Der Börsengang war mit einiger Kritik begleitet, die an den damals angedachten WeWork-Börsengang erinnert hat: Das Börsenprospekt wurde durch viele schöne Worte aufgeblasen. Alexander Graf schreibt dazu:
Wo sieht Casper seine Chance und seinen USP? Steht direkt am Anfang des Prospektes und ist generischer Quatsch.
Am 6. Februar 2020 ist Casper an die Börse gegangen. Seitdem hat die Aktie etwa 2/3 ihres Wertes – zum Großteil wegen der Coronakrise – eingebüßt.
Was ist, neben den Parallelen beim Börsengang zu WeWork, das Interessante am Unternehmen?
Punkt 1: Es hat den Direct-to-Consumer (D2C) Trend mit geprägt. Das sind Marken, die direkt mit dem Endverbraucher kommunizieren und an diesen verkaufen.
Gerade im Matratzengeschäft war es üblich, dass ein Hersteller eine Matratze in einem stationären Geschäft bei einem Händler platziert.
Punkt 2: Die Matratzen werden ausschließlich online verkauft. Selbst ein Produkt, das eher unhandlich ist, wird nun online verkauft.
Punkt 3: „100 Tage Probeschlafen“ als Marketing-Claim. Um Käufern die Angst zu nehmen, dass die Matratze nicht gefällt, kann sie 100 Tage lang kostenlos abgeholt werden.
Punkt 4: Ein disruptiver Ansatz. Statt 15 unterschiedliche Matratzen – anderer Härtegrad, anderes Material, andere Größen – zu verkaufen, konzentriert Casper sich auf ein „one size fits all“ Modell.
Casper hat damit viel Bewegung in den sicher geglaubten Matratzenmarkt gebracht und ist daher ein spannendes Unternehmen.

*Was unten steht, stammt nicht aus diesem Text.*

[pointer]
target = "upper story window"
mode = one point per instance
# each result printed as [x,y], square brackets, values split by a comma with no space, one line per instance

Das macht es aber nicht automatisch zu einer interessanten Aktie.
Das Problem: Es gibt viele Nachahmer. Das Konzept wurde gefühlt 1:1 von vielen Nachahmern und Marktbegleitern adaptiert: Casper, Emma, bett1 und viele weitere bieten im Grunde das gleiche Produkt.
Diese Konkurrenz ist nicht die einzige Herausforderung. Die Kunden kaufen nicht alle paar Monate eine Matratze, sondern eher im Zyklus mehrerer Jahre. Casper muss den Kunden dann jedes Mal wieder durch Werbung einkaufen.
Der Schritt in die „Sleep Economy“ könnte dabei tatsächlich naheliegend sein, um dauerhaft Kunden binden zu können.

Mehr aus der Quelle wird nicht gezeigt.